Chien de la casse
de Jean-Baptiste Durand
Comédie dramatique
Avec Anthony Bajon, Raphaël Quenard, Galatea Bellugi
Sortie le 14 juin 2023
Dans un village de la vallée de l’Hérault, Mirales, grand gouailleur charismatique, et Dog, taiseux sensible, passent leur journée à trainer dans les rues. Amis depuis l’enfance, leur drôle de relation est perturbée par l’arrivée d’Elsa, avec qui Dog va entretenir une liaison amoureuse.
Surprenante et excitante proposition que ce premier film de Jean-Baptiste Durand. A l’instar d’un Jean-Bernard Marlin (Shéhérazade, 2018), dont le second long-métrage est attendu pour la fin de l’année, Durand serait un représentant de cette nouvelle génération d’auteurs français à la cinéphilie hétérogène, tirant des thématiques sociales généralement associées au naturalisme vers une stylisation assumée. Chien de la casse n’y fait pas exception : vite lu, le synopsis laisse présager d’un commentaire sur le désœuvrement de la jeunesse dans les territoires. Or, le film échappe immédiatement à son programme par son écriture fine, innervant son récit d’un souffle romanesque et d’un amour pour la langue, donnant la part belle à des personnages profonds, irréductibles à une lecture sociologique.
Dans cette ville fortifiée cernée de plaines désertiques, qui évoque immédiatement le western, Mirales et Dog fonctionnent selon une mécanique bien rodée : le premier, comique, bavard, charmeur, a une influence énorme – démesurée sans doute – sur le second, qui suit en silence. Bien que l’emprise de Mirales sur son « Dog » soit évidente, leur amour mutuel n’en demeure pas moins sincère, et cette relation devient dès lors difficile à qualifier. Amitié toxique ? Fraternité ? Amour homosexuel ? Acceptation fataliste ? Rien de tout ça, ou un peu tout à la fois, le film ne tranche jamais vraiment. L’arrivée d’Elsa dans leur vie et dans le cœur de Dog va d’ailleurs mettre à jour leur aliénation, sans pour autant mener à la reconfiguration de leur lien. A la fin du film, les deux jeunes hommes auront subi des variations, traversé des sentiments multiples, mais n’auront pas pour autant changé, comme l’entendrait l’habituel et convenu scénario de résilience. Durand n’est pas un idéaliste, et si ses personnages résistent à l’exercice d’une définition, c’est qu’il aura puisé sa matière à même le réel (ses précédents courts-métrages s’inspiraient eux-aussi de sa jeunesse dans l’Hérault).
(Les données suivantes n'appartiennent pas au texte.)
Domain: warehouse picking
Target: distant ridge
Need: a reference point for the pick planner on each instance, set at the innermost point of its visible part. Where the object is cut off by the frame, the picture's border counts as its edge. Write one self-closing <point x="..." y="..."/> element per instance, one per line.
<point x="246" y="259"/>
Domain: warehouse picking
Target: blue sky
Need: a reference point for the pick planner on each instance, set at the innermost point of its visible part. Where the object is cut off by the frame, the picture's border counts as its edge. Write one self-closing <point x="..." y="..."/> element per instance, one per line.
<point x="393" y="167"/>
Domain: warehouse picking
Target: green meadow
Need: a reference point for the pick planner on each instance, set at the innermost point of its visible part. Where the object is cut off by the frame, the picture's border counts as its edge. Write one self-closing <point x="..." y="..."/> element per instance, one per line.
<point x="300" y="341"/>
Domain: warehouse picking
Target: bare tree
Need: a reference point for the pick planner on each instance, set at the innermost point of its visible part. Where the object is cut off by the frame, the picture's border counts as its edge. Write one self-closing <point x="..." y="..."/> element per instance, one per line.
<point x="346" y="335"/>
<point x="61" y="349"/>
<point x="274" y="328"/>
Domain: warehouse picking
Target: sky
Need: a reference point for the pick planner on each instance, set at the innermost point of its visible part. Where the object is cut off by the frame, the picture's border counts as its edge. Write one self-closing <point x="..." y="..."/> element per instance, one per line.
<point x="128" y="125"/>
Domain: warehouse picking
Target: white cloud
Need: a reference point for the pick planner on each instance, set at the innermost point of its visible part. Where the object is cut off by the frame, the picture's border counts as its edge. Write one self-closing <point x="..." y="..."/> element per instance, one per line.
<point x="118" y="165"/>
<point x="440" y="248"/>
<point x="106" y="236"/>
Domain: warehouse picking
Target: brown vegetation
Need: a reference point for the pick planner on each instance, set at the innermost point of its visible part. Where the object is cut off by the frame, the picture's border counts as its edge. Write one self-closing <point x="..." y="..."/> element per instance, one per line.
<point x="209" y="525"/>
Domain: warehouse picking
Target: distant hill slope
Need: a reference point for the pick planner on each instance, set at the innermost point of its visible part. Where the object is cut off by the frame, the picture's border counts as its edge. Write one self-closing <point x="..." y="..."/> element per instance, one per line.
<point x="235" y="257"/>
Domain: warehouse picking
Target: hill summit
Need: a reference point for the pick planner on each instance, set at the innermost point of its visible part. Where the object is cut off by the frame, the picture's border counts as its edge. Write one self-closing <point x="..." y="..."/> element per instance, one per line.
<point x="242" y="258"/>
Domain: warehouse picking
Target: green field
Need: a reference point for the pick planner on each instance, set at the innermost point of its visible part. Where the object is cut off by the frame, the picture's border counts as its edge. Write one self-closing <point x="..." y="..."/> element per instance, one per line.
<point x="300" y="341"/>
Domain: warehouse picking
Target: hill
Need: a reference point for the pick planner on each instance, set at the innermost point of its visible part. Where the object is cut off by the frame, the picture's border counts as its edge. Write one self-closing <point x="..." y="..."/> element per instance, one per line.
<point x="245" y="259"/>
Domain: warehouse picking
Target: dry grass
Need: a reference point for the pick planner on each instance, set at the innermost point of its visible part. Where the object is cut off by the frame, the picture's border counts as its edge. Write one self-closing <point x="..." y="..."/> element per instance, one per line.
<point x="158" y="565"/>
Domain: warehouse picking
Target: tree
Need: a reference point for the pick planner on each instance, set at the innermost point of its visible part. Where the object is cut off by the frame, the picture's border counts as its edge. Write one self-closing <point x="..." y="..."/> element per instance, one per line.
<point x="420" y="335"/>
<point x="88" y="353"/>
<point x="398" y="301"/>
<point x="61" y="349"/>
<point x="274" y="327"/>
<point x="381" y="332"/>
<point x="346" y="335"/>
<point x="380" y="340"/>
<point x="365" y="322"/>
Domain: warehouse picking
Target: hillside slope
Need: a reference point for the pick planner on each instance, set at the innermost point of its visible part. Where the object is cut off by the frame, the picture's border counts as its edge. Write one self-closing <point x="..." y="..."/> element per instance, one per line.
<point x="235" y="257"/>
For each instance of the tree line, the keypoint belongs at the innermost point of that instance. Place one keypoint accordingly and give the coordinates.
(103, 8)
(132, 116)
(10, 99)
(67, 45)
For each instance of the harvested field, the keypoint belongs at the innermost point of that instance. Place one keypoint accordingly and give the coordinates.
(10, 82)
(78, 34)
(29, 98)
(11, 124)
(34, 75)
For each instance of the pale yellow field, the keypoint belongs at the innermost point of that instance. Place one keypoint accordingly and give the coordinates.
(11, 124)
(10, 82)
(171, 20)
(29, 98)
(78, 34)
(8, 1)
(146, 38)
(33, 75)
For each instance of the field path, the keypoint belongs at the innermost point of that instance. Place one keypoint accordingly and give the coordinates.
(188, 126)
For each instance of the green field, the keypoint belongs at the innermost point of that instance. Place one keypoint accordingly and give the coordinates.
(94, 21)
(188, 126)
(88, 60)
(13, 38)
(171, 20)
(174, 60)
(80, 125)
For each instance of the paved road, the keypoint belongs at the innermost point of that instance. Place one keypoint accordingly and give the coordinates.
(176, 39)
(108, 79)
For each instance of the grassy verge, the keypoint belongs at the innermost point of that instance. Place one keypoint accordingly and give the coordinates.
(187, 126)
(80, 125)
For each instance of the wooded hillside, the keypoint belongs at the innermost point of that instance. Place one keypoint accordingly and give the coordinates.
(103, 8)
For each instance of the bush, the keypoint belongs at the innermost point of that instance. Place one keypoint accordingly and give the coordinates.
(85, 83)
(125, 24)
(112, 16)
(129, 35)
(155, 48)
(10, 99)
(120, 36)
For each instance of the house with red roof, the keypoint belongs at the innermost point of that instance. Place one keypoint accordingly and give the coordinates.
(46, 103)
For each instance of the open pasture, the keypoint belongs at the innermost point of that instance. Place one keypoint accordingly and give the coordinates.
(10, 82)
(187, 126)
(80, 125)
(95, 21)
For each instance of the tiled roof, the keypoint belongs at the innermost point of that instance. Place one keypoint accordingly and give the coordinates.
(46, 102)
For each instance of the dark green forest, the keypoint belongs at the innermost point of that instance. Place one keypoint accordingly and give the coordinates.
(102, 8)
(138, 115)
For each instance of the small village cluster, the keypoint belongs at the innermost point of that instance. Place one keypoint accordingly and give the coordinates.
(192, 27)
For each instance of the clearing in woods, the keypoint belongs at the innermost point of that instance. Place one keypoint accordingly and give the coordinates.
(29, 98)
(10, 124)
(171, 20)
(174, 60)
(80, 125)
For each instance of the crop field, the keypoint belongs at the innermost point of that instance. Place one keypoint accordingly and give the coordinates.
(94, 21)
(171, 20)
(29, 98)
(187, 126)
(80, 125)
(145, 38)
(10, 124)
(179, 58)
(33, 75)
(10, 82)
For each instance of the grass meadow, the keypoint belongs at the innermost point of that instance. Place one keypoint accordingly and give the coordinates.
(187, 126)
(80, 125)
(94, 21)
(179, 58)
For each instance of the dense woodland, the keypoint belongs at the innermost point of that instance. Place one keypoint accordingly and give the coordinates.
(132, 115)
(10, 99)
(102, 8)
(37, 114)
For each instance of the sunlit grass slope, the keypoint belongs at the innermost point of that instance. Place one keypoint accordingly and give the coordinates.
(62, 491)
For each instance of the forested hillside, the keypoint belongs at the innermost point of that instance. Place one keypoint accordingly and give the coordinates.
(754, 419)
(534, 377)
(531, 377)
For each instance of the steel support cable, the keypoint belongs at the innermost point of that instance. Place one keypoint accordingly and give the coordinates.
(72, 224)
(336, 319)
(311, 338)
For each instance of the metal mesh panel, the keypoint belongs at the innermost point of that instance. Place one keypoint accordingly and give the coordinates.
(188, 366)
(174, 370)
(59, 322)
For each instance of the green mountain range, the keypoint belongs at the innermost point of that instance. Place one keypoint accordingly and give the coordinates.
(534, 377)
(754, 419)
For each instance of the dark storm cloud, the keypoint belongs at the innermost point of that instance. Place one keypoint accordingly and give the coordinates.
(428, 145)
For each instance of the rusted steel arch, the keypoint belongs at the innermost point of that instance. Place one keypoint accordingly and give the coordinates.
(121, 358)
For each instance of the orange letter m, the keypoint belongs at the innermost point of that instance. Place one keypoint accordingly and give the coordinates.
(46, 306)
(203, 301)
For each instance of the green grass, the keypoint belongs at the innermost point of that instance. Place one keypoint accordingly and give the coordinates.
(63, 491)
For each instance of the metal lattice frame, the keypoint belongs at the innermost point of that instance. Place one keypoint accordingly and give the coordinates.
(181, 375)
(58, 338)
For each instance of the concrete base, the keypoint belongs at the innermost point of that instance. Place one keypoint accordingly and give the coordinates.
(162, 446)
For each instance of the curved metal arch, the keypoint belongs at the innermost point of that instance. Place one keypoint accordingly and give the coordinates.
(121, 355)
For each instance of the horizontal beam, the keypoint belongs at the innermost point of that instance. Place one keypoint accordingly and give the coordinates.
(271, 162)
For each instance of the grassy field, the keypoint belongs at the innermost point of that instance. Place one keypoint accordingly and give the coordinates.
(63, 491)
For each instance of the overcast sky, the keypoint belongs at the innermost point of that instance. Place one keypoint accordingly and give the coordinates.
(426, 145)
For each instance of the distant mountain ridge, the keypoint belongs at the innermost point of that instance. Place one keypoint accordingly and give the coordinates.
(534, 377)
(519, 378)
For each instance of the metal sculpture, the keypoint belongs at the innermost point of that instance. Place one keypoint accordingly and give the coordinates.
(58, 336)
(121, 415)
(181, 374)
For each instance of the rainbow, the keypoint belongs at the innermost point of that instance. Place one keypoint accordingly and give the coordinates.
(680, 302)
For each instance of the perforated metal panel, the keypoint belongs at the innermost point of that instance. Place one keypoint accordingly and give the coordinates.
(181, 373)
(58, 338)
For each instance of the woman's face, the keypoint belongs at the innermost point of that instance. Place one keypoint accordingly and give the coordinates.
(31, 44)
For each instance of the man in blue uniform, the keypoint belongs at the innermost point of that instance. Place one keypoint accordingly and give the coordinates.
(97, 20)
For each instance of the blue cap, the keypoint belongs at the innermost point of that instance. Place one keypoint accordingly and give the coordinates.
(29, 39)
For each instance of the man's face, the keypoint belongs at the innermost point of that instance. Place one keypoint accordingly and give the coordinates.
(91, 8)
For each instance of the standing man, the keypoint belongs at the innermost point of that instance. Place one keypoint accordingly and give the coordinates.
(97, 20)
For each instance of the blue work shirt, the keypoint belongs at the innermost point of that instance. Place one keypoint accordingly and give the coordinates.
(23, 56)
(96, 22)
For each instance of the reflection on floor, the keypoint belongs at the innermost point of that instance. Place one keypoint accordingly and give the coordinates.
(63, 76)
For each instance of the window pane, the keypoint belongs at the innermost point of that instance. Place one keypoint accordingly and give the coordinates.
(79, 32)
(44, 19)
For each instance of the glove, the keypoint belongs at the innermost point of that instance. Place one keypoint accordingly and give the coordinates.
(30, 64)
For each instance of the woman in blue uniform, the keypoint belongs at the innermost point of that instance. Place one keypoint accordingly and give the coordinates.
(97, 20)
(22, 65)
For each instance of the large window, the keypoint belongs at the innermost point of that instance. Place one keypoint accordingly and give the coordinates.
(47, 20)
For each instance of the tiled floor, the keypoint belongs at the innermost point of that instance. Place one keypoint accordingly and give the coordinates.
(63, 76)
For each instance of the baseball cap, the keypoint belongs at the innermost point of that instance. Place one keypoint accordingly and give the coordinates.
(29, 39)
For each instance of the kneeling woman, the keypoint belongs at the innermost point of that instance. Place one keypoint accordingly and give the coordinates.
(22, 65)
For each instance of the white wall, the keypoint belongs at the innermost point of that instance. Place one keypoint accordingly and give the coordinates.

La réussite d’une telle entreprise tient également beaucoup à ses acteurices, qui élaborent ensemble une circulation de la parole, enjeu central du film. Enjeu de pouvoir d’abord, Chien de la casse étant rythmé par des injonctions à parler (« T’as pas quelque chose à me dire ? ») ou à se taire (« Ferme ta gueule ! »). Chaque fois qu’il pérore debout face à un Dog silencieux assis sur un banc, Mirales réaffirme son autorité. Ce que ne manque pas de remarquer Elsa, qui s’insurge et s’empare alors de la parole pour défendre celle de son petit ami. Ce dernier finira par reconquérir une oralité adaptée à son être : dans le répit et la distance. Enjeu esthétique ensuite, la langue du film trouvant dans sa façon d’accorder des tonalités hétéroclites une forme de poésie propre. L’accent de Mirales, originaire de Grenoble, tranche avec les sonorités occitanes, et sa scansion s’émaille sans cesse de références à la littérature classique (un running gag le voit citer Montaigne à tout bout de champs). Le langage du film n’en demeure pas moins ancré dans son époque, en témoigne le recours à un argot urbain venu du rap, et la diction heurtée, saccadée, ou absente d’Anthony Bajon, qui réussit l’exploit de rendre sensible le moindre de ses silences.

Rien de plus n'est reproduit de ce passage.